If your work often gets stuck in “copy-paste + constant page switching,” Claude 3.5 Sonnet becomes more valuable: extracting fields from local materials and filling them into online forms or spreadsheets; entering information in back-office systems along a fixed path; running the same process repeatedly for different clients or different batches of data.

For development teams, Claude 3.5 Sonnet is also better suited as an “executor with tools,” for example clicking through steps in a test environment, verifying page states, recording results, and then writing back anomalies into a checklist.

Programming and tool use are strengthened as well

In addition to operating a computer, Claude 3.5 Sonnet has also been strengthened on programming and tool-usage tasks; officially, it is said to show clear improvements on benchmarks such as HumanEval and SWE-bench Verified. The most direct impact for you is: Claude 3.5 Sonnet is more willing to produce runnable code under constraints, better at adhering to interface formats, and less likely to go off track in multi-step requirements.

If you treat Claude 3.5 Sonnet as a “project collaborator,” it’s recommended to break tasks into: goal, inputs, outputs, what it must not do, and acceptance criteria.
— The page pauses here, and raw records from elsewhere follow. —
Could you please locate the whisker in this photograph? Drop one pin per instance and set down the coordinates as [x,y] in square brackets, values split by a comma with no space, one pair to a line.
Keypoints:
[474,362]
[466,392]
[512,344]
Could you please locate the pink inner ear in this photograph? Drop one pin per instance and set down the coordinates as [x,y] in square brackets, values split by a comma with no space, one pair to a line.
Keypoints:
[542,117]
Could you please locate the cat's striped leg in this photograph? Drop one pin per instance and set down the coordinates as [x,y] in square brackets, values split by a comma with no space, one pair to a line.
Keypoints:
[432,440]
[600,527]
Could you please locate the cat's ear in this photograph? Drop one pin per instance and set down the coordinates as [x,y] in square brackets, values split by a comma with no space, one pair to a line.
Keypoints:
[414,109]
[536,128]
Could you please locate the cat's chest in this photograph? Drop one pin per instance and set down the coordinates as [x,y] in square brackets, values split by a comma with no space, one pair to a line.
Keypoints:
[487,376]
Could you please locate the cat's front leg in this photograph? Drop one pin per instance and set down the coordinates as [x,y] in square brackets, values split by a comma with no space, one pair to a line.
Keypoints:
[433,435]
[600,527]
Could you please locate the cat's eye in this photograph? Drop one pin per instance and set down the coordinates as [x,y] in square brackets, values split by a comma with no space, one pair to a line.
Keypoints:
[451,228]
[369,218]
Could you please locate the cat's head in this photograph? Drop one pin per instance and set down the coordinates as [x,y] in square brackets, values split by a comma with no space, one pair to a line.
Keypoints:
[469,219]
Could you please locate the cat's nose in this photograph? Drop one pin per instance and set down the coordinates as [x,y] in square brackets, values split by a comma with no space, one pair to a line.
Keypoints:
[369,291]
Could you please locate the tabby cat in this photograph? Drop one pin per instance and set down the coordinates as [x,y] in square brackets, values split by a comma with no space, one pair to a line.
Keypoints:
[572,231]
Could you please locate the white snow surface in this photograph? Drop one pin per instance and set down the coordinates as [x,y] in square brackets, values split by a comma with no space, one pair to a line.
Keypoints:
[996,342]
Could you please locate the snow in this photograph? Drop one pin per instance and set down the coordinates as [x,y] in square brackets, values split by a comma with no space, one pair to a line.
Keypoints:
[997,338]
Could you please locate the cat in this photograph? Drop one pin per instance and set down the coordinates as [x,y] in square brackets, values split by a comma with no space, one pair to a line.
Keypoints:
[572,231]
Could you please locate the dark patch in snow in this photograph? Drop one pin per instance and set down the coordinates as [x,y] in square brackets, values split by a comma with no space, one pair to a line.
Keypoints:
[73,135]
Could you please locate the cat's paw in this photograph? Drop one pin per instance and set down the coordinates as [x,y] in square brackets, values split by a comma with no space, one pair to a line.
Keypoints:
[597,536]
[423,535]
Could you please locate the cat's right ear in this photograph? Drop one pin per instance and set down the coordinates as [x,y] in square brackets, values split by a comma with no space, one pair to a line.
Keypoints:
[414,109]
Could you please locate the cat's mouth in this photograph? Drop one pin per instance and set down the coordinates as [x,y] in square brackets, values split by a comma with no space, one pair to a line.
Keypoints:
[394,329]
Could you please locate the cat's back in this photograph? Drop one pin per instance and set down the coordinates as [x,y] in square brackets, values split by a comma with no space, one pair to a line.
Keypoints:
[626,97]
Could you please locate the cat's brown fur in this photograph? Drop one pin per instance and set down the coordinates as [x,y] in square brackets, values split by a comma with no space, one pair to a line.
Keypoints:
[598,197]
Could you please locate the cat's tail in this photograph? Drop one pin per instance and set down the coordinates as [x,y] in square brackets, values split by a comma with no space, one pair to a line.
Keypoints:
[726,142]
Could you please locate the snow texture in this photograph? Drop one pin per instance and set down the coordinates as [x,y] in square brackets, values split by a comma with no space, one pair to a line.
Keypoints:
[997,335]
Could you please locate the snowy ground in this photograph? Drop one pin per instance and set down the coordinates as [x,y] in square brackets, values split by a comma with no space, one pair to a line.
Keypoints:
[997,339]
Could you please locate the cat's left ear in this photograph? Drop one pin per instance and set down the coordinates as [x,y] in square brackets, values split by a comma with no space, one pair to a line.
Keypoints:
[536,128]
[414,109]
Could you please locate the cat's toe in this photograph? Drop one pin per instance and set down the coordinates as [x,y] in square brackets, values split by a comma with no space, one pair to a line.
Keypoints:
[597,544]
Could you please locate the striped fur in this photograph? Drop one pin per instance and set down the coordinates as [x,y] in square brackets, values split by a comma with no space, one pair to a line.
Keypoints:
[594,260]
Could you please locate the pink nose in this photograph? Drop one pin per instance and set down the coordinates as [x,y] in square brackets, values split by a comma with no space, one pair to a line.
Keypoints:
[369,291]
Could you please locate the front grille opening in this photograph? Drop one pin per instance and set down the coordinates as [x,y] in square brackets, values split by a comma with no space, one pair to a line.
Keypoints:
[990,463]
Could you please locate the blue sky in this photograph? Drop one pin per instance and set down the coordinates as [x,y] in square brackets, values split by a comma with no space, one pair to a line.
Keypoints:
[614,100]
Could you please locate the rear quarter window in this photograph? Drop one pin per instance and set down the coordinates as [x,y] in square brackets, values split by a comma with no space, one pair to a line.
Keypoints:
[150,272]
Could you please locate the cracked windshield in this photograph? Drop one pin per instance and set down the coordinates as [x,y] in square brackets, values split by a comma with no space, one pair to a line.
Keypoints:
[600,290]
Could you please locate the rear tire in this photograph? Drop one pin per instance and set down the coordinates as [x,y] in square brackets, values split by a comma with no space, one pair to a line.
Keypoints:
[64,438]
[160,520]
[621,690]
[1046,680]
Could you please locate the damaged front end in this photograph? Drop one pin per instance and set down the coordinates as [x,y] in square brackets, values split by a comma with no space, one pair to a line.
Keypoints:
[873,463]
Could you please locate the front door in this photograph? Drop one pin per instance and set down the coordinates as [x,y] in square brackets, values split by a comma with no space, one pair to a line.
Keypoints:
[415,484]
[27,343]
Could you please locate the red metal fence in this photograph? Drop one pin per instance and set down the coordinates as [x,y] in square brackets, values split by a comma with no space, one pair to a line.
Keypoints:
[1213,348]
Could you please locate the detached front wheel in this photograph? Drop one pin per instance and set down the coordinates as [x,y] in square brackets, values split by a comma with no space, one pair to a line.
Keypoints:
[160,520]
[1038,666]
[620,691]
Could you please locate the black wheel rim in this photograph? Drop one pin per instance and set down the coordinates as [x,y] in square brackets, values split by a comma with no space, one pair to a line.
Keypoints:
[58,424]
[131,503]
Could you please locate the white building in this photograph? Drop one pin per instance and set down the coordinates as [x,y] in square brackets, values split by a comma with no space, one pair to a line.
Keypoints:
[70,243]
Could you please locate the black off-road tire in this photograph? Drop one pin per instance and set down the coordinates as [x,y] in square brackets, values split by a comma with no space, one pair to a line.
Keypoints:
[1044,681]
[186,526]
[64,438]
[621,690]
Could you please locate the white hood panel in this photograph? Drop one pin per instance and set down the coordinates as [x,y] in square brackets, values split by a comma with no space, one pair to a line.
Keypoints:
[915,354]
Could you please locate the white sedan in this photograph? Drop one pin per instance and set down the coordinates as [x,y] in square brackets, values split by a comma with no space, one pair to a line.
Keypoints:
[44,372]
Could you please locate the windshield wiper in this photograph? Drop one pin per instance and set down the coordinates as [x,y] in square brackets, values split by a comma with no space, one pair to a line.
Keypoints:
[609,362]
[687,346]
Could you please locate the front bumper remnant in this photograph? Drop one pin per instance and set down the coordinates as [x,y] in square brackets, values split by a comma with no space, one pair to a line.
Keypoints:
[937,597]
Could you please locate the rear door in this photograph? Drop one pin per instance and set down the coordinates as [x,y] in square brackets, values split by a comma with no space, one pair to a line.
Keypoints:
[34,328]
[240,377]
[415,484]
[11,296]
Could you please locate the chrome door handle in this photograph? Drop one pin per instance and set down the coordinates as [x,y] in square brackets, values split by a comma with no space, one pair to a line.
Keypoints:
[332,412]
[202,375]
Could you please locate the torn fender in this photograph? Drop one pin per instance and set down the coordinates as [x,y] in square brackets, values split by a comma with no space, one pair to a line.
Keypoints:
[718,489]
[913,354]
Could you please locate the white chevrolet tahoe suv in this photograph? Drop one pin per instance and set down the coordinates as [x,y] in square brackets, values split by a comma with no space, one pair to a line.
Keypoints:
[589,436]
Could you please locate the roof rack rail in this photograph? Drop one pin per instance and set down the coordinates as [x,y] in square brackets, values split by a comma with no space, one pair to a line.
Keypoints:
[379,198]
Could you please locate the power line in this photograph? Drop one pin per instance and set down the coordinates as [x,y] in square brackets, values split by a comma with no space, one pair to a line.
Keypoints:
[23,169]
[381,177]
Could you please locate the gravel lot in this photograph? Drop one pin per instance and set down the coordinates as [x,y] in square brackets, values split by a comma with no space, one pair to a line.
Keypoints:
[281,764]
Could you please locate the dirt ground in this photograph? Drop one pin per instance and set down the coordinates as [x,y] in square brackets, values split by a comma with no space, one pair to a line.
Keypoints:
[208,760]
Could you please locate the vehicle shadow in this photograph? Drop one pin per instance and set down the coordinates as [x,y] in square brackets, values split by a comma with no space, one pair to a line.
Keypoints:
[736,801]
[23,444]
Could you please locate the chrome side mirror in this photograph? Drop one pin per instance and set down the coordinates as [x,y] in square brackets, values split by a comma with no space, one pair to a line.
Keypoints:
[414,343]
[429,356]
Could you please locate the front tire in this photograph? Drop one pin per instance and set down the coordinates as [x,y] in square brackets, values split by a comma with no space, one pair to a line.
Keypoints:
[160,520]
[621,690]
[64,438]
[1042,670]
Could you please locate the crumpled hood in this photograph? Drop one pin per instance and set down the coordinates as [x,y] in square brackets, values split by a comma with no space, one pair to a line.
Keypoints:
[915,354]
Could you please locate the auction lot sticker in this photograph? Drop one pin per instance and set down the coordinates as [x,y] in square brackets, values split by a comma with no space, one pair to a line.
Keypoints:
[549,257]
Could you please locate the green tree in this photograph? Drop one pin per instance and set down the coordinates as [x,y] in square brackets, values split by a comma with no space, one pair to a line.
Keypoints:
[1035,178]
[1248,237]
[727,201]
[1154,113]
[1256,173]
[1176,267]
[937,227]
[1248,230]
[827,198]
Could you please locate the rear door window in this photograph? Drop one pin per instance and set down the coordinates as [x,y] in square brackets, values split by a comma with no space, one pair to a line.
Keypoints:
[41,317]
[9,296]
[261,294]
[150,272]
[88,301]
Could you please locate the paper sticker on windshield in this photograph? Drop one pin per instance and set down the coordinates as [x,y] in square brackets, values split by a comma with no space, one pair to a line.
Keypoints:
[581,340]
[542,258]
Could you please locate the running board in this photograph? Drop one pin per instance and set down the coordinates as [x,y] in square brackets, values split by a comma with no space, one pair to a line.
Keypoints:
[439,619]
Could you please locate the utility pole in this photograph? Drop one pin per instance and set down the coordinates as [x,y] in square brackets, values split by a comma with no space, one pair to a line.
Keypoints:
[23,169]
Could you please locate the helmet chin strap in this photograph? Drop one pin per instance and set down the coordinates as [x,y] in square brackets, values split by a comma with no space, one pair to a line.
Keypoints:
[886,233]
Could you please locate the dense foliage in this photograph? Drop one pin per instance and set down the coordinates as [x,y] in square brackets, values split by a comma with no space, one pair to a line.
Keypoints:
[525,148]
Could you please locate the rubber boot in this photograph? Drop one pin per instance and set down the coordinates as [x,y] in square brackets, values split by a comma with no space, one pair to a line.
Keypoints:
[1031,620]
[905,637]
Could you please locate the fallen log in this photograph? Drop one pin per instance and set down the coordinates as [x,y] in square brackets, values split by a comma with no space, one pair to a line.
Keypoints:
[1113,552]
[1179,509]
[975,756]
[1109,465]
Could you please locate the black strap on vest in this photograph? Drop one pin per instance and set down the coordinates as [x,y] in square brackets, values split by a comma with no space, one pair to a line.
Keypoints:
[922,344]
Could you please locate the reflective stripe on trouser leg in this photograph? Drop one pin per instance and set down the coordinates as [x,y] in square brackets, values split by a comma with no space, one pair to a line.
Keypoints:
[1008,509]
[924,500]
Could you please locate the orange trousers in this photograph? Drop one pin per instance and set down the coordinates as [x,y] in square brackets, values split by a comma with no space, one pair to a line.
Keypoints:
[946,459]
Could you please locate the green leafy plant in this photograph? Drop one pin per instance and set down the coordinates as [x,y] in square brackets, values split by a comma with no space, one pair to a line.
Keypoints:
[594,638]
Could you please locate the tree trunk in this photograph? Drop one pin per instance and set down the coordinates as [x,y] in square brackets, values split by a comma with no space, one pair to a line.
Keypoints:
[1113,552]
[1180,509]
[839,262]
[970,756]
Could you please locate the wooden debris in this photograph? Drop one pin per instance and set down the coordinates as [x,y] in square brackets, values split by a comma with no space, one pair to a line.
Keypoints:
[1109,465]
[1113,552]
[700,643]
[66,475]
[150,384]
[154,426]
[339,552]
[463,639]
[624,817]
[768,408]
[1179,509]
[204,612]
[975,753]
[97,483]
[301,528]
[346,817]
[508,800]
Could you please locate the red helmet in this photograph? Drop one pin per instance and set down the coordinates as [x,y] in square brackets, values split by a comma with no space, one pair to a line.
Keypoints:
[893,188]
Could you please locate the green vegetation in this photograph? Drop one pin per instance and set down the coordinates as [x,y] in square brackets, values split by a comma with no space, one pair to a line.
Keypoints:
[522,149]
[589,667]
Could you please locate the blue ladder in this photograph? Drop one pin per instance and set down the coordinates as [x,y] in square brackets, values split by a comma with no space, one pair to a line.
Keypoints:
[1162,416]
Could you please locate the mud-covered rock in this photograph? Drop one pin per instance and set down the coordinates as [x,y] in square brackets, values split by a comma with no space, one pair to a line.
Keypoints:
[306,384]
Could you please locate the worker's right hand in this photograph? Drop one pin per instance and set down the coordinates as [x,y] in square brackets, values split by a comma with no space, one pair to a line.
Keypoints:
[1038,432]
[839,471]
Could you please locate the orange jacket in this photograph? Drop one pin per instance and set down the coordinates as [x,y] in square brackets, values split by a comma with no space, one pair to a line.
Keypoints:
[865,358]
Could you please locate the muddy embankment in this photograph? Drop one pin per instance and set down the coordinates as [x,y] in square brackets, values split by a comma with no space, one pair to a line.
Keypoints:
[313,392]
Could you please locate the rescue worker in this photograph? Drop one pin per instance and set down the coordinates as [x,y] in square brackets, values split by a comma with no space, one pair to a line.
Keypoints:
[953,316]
This makes it more stable when invoking tools, generating code, and filling in edge cases.

Known limitations and usage tips: don’t expect perfection in one go

Claude 3.5 Sonnet’s computer operation capability is still in its early stages; actions that come naturally to humans—scrolling, dragging, zooming—may still be difficult for the model. In practical tests, there have also been cases where misoperations interrupted long-running tasks, so for important operations it’s recommended to add confirmation steps and rollback strategies.

To use Claude 3.5 Sonnet more reliably, you can write the “actions” as a short checklist and ask it to report the current interface state every two or three steps. That way, even if a step fails, you can quickly pinpoint which page, which control, or which permission pop-up it got stuck on.

How to access and implement it: start with small workflows

Claude 3.5 Sonnet can be used via API and cloud platform channels, and it’s suitable to start with “small and fixed” workflows, such as form submissions on a fixed website or spreadsheet updates with fixed fields. Once you’ve fully understood the page structure, exception branches, and permission pop-ups, you can gradually expand to more open-ended tasks.

If you plan to integrate Claude 3.5 Sonnet into a production environment, be sure to implement permission controls, operation allowlists, and sensitive-page blocking at an outer layer, so that Claude 3.5 Sonnet executes only within what is allowed—turning “able to do things” into “able to do things safely.”